A scene from "Hamilton" (162684)
Credit: John Marcus photo

I did not have the opportunity to experience the Lin-Manuel Miranda musical “Hamilton” when it was playing off-Broadway, but I’m so glad I did get to see it on Broadway. Miranda did the book, music and lyrics and portrays the lead role of Alexander Hamilton. His new musical tells a historical story, but he does it using hip-hop dance moves and having himself and his fellow historic character rap their message.

It was a blast to sit in the Richard Rodgers Theatre on West 46th Street and hear the historic tale of Hamilton—what he accomplished in his life and his downfalls. The audience gets to meet all the people who played important roles in his life, from his family to political figures of the time who were both friends and foes. We see the Hamilton who worked closely with George Washington, we see the brilliant man who voiced his views about Britain’s control and we see the man who befriended Aaron Burr, only to eventually meet his death at Burr’s hand.

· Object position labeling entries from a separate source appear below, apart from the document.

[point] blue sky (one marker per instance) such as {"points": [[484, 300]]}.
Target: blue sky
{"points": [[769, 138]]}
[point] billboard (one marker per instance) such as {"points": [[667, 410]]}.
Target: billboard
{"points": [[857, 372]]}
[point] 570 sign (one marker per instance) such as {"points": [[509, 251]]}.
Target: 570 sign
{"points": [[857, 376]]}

Miranda tells this story with such an original, engaging approach. This show would be great for students to see when studying this period of history. The raps are understandable, entertaining and at times funny. Young people will truly find themselves engaged by the captivating hip-hop choreography by Andy Blankenbuehler that is featured throughout the production. “Hamilton” has a cast that is magnificent and characters you will not soon forget.

I love the way Miranda portrayed King George as a very cruel but funny tyrant. Jonathan Groff played the role and was hilarious from the time he stepped on stage. This production has a fabulous, ethnically mixed cast. There are several Blacks and Hispanics, and it is delightful to see them portraying these historic characters. Non-traditional casting is alive and well and poignantly demonstrated in this musical.

In addition to Miranda as Hamilton, perfect non-traditional casting choices included Drama Desk Award winner Renee Elise Goldsberry as Angelica Schuyler, Phillipa Soo as Elisa Schuyler, Leslie Odom Jr. as Aaron Burr, Christopher Jackson as George Washington, Daveed Diggs as Thomas Jefferson and Marquis de Lafayette and Okieriete Onaodowan as James Madison and Hercules Mulligan.

I love to see when a production is well-thought-out, cast and executed, and “Hamilton” definitely is. Miranda’s use of hip-hop dance moves, raps and presenting subject matter in an attractive way was demonstrated with his first work “In the Heights,” for which he was composer and lyricist while also starring as the character Usnavi. That show also started off-Broadway and was successfully transferred to Broadway, where it garnered him four Tony Awards, including Best Musical.

Go see “Hamilton” and enjoy learning history!